Chapter names instead of numbers #248

pickae · 2025-01-25T14:32:33Z

pickae
Jan 25, 2025

The resulting audio files would be more user-friendly if they kept the chapter names instead of numbering them.

I'm aware it's a bit tricky because epub has nested chapters like a book, but audio files just support flat chapter structures.

I'm leaving the suggestion here so that it doesn't get forgotten.

ROBERT-MCDOWELL · 2025-01-25T14:59:39Z

ROBERT-MCDOWELL
Jan 25, 2025
Collaborator

if they kept the chapter names instead of numbering them

do you mean the chapter file name? actually this chapter files name are not the final audiobook, they are just used
to concatanate all the chapter to one audio file. so you don't have to take care of.

1 reply

pickae Jan 25, 2025
Author

No need to export the chapter file itself as long as it is embedded in the audio container. That is working.

But if the book has chapters for example named

1 Intro
2 Main Text
3 Conclusion

Then my audio files were coming out chaptered with just

1
2
3

Without keeping names

ROBERT-MCDOWELL · 2025-01-25T15:20:51Z

ROBERT-MCDOWELL
Jan 25, 2025
Collaborator

the A.I. speaker will say 1 intro etc.. that's it. and the final file will be 1 file only containing all your book text, chapters included.
again, chapters files are not public, it's in a temporary folder used for audio concatenation and audio processing... you don't have to take care of. now if you have separate ebook for each chapter so the final file will respect the title of the chapter, if in your metdata you specify the chapter title.

1 reply

pickae Jan 25, 2025
Author

I think this will be easier with examples. Here you see the chapters of an epub file. And in the second picture how vlc shows the chapters in the audio file made from it.

And in the last screenshot you see the chapters in vlc of another audio file, to see how they could look like.

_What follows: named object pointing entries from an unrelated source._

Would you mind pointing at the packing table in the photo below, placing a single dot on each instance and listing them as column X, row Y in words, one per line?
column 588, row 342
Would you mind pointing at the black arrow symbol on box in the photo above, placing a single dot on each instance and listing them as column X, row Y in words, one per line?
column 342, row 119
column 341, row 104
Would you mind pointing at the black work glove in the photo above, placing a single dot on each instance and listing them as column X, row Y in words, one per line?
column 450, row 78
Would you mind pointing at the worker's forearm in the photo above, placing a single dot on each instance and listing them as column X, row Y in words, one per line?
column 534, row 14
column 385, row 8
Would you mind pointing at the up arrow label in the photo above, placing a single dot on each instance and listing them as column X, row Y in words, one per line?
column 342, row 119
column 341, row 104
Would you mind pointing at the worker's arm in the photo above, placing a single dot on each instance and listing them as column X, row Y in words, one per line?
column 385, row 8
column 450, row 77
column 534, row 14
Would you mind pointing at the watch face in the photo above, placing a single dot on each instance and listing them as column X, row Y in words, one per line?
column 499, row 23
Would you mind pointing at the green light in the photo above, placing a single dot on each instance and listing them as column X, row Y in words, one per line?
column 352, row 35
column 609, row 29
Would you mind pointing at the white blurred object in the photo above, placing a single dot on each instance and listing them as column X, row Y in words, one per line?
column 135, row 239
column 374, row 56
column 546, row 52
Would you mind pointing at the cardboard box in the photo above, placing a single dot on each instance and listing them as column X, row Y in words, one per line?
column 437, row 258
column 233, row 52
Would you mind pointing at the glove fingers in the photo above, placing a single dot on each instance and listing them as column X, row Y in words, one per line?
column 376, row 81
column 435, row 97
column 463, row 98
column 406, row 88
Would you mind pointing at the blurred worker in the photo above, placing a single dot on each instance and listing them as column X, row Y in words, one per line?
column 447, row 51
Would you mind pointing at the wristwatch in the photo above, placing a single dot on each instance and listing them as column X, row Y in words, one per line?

That one is made with yt-dlp and embedded the YouTube video chapters and their names into the audio file.

ROBERT-MCDOWELL · 2025-01-25T16:33:20Z

ROBERT-MCDOWELL
Jan 25, 2025
Collaborator

ok, tell me how to manage millions of ebook with their own chapters classification, own language? do you know there is absolutely no standard rules to guess what is a chapter in an ebook? would you like I show you 10 ebooks from 10 different languages and so make a code guessing what is a chapter... then I will be happy to integrate it in eb2ab.
let me explain why I have no choice to call it chapter 1,2.3 etc... first, there are books where chapters are with roman letters, so I have to convert them in number, then, there are ebooks with other word than chapter, like 'section', or just a number like '1.' etc... only this for one language and we are done to guess what is a chapter....
secondly, the chapter files are only based on the structure of the ebook. let's say in your ebook you have only one page with the whole ebook in it, so it will be one chapter file. etc....
as you can see, it's not because you have several ebook in English calling a chapter "chapter" with a distinct document per chapter in the ebook that all ebooks will work. add above all these issues the fact that there are 3 versions of ebooks since 17 years... version 1 = no rules at all, version 2 = metadata more structured. version 3 - more metadata. but again absolutely no standard rules....

0 replies

ROBERT-MCDOWELL · 2025-01-25T16:36:58Z

ROBERT-MCDOWELL
Jan 25, 2025
Collaborator

that said, now if you have a way to guess what is a chapter for at least 80% of the whole ebooks in the world. I would be very happy to know it.

1 reply

pickae Jan 27, 2025
Author

I think to begin, the challenge should be decomposed into subproblems, because I think on some fronts you have already made more progress than you let on. Maybe I can help you on another front.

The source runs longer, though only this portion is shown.